IMO it is very telling that the SEC’s civil complaint OMITS several crucial details of the alleged misconduct, namely:
(1) the identity of ANY of the investors (alleged victims);
(2) the manner in which the investors (alleged victims) came into contact with the hedge fund and subsequently agreed to invest in the hedge fund(s).

The SEC’s complaint makes it sound like Cioffi was “targeting” unsuspecting investors who unwittingly decided to invest in a hedge fund by “accident”, in the same way that Charles Keating sold debt securities to 90 year old grandmothers in the lobby of Lincoln Savings adorned with government-insured seals of approval.

The SEC’s complaint seems to be predicated upon the existence of both (1) an identifiable “hedge fund industry” and (2) judicially ascertainable “industry standards” by which that “industry” operates. While it is undeniably true that a “hedge fund industry” does exist in the legal and accounting sense, it may be very difficult to present admissible evidence of any readily-ascertainable “industry standards” upon which Hedge Fund investors could reasonably expect to rely, other than the plain language of the Trust Indentures and other applicable transactional documents which those investors knowingly signed.

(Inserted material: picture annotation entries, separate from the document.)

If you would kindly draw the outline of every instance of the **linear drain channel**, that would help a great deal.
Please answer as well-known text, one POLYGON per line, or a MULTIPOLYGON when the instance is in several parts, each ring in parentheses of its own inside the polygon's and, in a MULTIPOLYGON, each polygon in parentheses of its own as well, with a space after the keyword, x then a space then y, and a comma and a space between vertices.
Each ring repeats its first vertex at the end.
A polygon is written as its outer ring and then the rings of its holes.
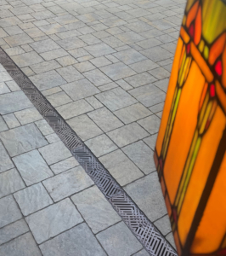
POLYGON ((175 250, 155 225, 150 223, 76 132, 1 48, 0 63, 71 150, 72 155, 93 180, 147 252, 153 256, 177 256, 175 250))

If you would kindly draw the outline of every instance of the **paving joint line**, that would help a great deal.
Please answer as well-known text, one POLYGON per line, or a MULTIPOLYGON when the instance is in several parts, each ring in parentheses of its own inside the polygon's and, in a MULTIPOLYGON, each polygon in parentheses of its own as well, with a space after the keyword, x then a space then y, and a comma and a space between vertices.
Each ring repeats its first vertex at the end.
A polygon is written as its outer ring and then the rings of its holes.
POLYGON ((0 63, 71 152, 145 250, 152 256, 177 256, 158 229, 133 201, 60 114, 0 48, 0 63))

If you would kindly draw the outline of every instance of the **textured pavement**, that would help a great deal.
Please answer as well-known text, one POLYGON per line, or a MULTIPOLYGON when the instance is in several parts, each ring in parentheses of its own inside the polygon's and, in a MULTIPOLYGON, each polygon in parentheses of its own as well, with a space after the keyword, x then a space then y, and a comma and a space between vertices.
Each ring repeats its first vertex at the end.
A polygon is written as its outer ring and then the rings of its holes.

The SEC’s complaint contains repeated references to Cioffi’s alleged withholding of negative information about the deteriorating subprime market; but it is likely that the investors signed written agreements which not only allowed Cioffi to withhold various types of information from investors, but which also expressly prohibited investors from ever claiming any reliance upon any such withheld information (based the investors assurances that they were fully capable of performing their own independent due diligence).

Also the SEC’s complaint apparently assumes ipso facto that it was actually possible for Cioffi (or anyone else) to generate or obtain “accurate” accounting reports which could meaningfully describe the hedge funds’ “true financial condition” at a particular point in time. However virtually every RMBS/CDO offering document contains explicit disclaimers and warnings essentially stating (in not so many words) that it is IMPOSSIBLE for ANYONE to generate scientific, independently-verifiable formulas or models which accurately predict the instrument’s expected cash flows with any reasonable degree of certainty. Given that there was (and is) no “readily ascertainable” method of objectively valuing/monitoring the individual RMBS/CDO securities associated with these hedge funds, it may be very difficult for the SEC to establish that Cioffi actually provided investors with “false” valuations in the first instance, let alone that Cioffi actually believed they were “false”.